A person who has never taken treatment for a condition.

primary infection

In HIV, usually defined as the first six months of infection.

Usually the source of transmitted drug resistance remains unknown. However, it is possible to see if infections are linked or clustered using a technique called phylogenetic analysis. Participants in the Swiss HIV Cohort Study were therefore linked with samples in a national drug resistance database to see if clusters of HIV infections involving transmitted drug resistance could be identified and if the potential source patients were taking HIV therapy or were antiretroviral naive.

The study sample comprised 1674 gay and other men who have sex with men (MSM) who were newly infected with HIV-1 subtype B infection between 1996 and 2009. Samples from all 6934 people with samples in the national drug-resistance database were used to construct the phylogenetic tree.

Approximately two-thirds (67%) of the study population belonged to a transmission cluster consisting of one of more linked infections.

There was an 8% prevalence of transmitted drug resistance among the 1674 participants. People with transmitted drug resistance were more likely to be diagnosed during primary infection than those with wild-type virus (OR = 1.51; 95% CI, 1.06-2.14, p = 0.02).

Most people (81%) were infected with virus that was resistance to a single class of antiretrovirals, but 11% had resistance to drugs in two classes and 7% were resistant to drugs in all three main classes of anti-HIV drugs.

Well over half (58%) the participants with transmitted resistance were associated with a transmission cluster where it was possible to identify at least one potential source individual.

Of the participants with transmitted resistance and an identified potential source, 86% (43 of 50) had at least one antiretroviral-naive patient as a potential source. In contrast, only 34% of patients with transmitted resistance belonged to clusters where there was a potential source patient who was taking HIV treatment.

“Most resistance mutations were transmitted to > 1 naive individual, and a single initial event from a treated patient may lead to several new infections with drug-resistant HIV,” write the authors.

The potential source for 51.5% of infections involving transmitted resistance involved people with primary HIV infection; this contrasted with 30.5% of people who did not transmit resistant virus.

Two long transmission chains were identified. Both involved transmission of virus with the L90M mutation which confers resistance to some older protease inhibitors. The first cluster comprised two treated patients and seven treatment-naive individuals; all eleven people in the second cluster were antiretroviral naive.

The L90M mutation confers resistance to nelfinavir and saquinavir. These antiretrovirals were taken by 30 and 10%, respectively, of patients in the Swiss Cohort in the late 1990s, but by the mid 2000s fewer than 5% of patients were treated with these drugs. However, this was not accompanied by a similar decrease in the incidence of transmitted virus with the L90M mutation. “This strongly suggests continuing transmission among naive patients, independent of ART usage,” write the investigators, “as does our finding of large 90M transmission chains dominated by ART-naive transmitters.”

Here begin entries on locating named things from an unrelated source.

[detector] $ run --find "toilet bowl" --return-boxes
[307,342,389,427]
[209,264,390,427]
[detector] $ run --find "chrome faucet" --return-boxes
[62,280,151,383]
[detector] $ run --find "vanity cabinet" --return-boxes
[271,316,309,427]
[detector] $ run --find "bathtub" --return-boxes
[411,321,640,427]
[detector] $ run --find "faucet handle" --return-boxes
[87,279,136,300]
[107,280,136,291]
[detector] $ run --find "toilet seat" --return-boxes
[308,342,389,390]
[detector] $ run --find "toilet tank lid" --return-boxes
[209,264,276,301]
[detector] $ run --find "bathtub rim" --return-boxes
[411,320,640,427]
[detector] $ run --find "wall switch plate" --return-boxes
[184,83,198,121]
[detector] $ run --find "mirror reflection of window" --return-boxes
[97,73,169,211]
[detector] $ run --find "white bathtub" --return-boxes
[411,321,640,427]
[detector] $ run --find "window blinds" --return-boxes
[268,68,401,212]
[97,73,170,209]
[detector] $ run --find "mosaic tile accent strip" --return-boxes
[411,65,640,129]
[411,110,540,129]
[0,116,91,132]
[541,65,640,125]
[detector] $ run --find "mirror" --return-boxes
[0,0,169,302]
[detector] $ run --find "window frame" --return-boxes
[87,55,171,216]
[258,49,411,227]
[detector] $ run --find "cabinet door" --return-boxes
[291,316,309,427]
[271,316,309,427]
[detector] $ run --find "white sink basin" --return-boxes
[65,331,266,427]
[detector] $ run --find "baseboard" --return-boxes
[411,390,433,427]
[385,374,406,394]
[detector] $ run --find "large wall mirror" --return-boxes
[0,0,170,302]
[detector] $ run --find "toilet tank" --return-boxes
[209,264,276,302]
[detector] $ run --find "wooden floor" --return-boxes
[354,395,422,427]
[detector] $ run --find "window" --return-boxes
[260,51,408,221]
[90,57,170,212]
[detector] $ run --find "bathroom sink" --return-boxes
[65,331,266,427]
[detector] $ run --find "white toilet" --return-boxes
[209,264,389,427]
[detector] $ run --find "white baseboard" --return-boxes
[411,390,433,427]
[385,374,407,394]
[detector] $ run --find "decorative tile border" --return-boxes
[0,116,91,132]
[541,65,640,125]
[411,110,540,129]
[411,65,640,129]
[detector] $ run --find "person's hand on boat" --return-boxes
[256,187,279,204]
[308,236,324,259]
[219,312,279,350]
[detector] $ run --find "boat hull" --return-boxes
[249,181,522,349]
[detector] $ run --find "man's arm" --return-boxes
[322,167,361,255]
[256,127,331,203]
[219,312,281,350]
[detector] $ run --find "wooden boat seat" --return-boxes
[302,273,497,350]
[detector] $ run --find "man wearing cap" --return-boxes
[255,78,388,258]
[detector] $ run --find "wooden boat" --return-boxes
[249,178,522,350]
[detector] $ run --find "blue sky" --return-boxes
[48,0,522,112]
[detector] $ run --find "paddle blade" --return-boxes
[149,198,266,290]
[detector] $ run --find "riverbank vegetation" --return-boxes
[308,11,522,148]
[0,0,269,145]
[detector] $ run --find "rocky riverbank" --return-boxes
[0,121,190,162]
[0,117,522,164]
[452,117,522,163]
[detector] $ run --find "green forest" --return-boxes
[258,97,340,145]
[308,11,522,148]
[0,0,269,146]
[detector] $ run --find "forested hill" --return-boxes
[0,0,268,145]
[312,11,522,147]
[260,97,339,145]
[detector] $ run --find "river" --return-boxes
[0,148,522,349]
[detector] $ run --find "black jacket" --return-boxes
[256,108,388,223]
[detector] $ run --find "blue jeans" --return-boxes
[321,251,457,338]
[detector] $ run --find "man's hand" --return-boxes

The authors believe their findings “indicate a high potential for HIV drug resistance to circulate among treatment-naive patients. This highlights the importance of limiting the acquisition of drug resistance before it becomes established in untreated patients, and of early test-and-treat strategies to prevent resistance transmission from untreated patients.”

References

Drescher SM et al. Treatment-naïve individuals are a major source of transmitted HIV-drug resistance in men who have sex with men in the Swiss HIV Cohort Study. Clin Infect Dis, online edition. DOI: 10.1093/cid/cit694, 2013.